С книг перевела взгляд на картины на стенах и безделушки на расписной каминной полке. Несмотря на волнение и зажатость, она хотела впитать любую крохотную деталь, которая могла бы рассказать о Джулии.
– У вас прелестная квартира, – учтиво сказала Хелен.
– Находите? – Закрыв дверцу шкафа, Джулия выпрямилась. Она держала бутылку, штопор и стаканы. – Вообще-то, барахло не мое – кузины Ольги.
– Кузины?
– Квартира теткина. Я здесь живу, чтоб не реквизировали. Этакая благородная хитрость, на какие горазды буржуи. Здесь только эта комната и кухня, которая еще служит ванной. Сортир внизу в холле. Вообще-то, жуткий бардак. Все окна без стекол – бились так часто, что Ольга плюнула вставлять. Летом я затягивала окна марлей – прелестно, живешь будто в палатке. Но сейчас уже холодно, и я заделала их картоном из-под талька. Вечером ничего, когда шторы опущены. Но днем паршиво. Чувствуешь себя кем-то вроде шлюхи.
Тем временем Джулия ввинтила в бутылку штопор и с легким усилием выдернула пробку. Разливая вино, взглянула на Хелен и улыбнулась:
– Раздеться не хотите?
Нехотя Хелен размотала шарф, сняла берет и стала расстегивать пуговицы пальто. Она была в утреннем платье с кремовыми отворотами, которое так нравилось Кей. Лишь сейчас Хелен сообразила, что осталась в нем, дабы произвести впечатление на Джулию, однако теперь оно выглядело нелепо на фоне мокрых волос и бесцветных губ, мятых брюк, чудных носков и туфель хозяйки, которая при всем при том держалась с очаровательной непринужденностью. Хелен неловко вылезла из пальто, словно делала это впервые в жизни. Джулия бросила взгляд в ее сторону и сказала:
– Ух, какая вы нарядная! По какому случаю?

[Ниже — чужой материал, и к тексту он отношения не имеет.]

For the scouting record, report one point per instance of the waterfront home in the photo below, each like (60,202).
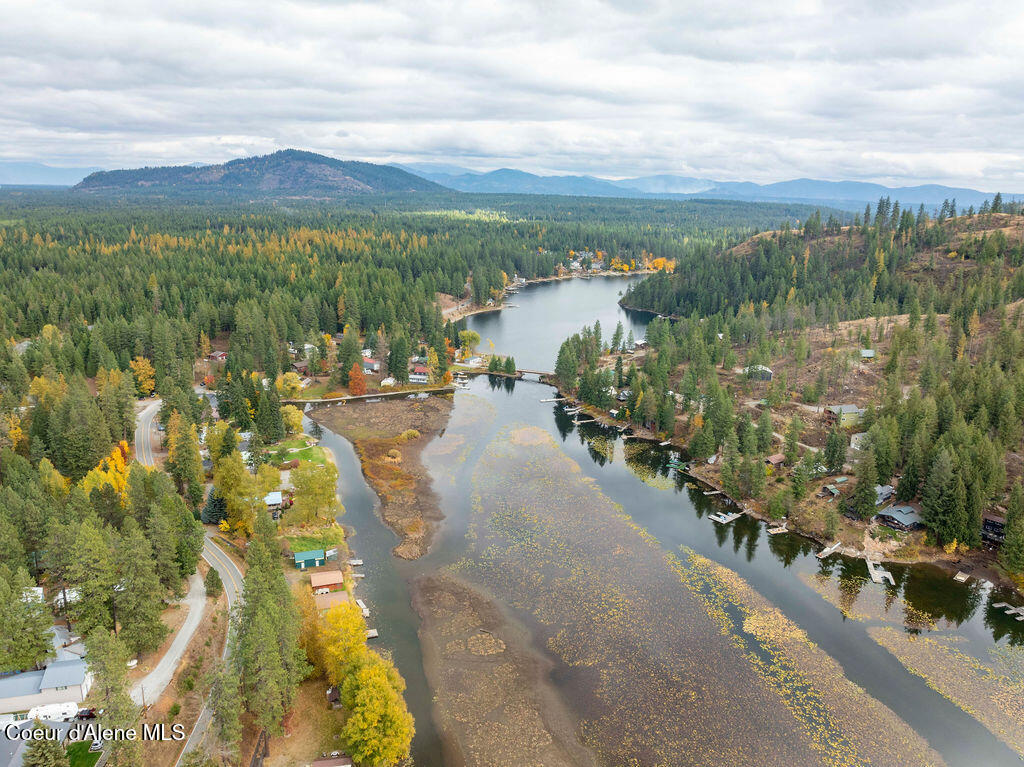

Замявшись, Хелен ответила:
– У меня день рожденья.
Решив, что она шутит, Джулия рассмеялась, но увидела серьезный взгляд гостьи, и лицо ее помягчело.
– Хелен! Что ж вы не сказали-то? Если б я знала...
– Пустяки, – сказала Хелен. – Правда. Глупо, но чувствуешь себя ребенком... Все будто сговорились... Кей подарила мне апельсин, – грустно добавила она. – На кожуре вырезала «С днем рождения».
Джулия передала стакан с красным вином.
– Она молодец. И вы молодец, что чувствуете себя ребенком.
– Лучше бы не надо, – вздохнула Хелен. – Сегодня я была ужасной. Хуже ребенка. Я... – Она не договорила и вяло махнула рукой, словно отгоняя воспоминания о своем поведении.
– Ничего, – мягко сказала Джулия, поднимая стакан. – Ну, будем! Ваше здоровье!.. И всякие прочие глупости, какие при этом говорят, отчего я всегда чувствую себя так, словно отправляюсь на последнее задание. Ну давайте, краешком и донышком – за удачу.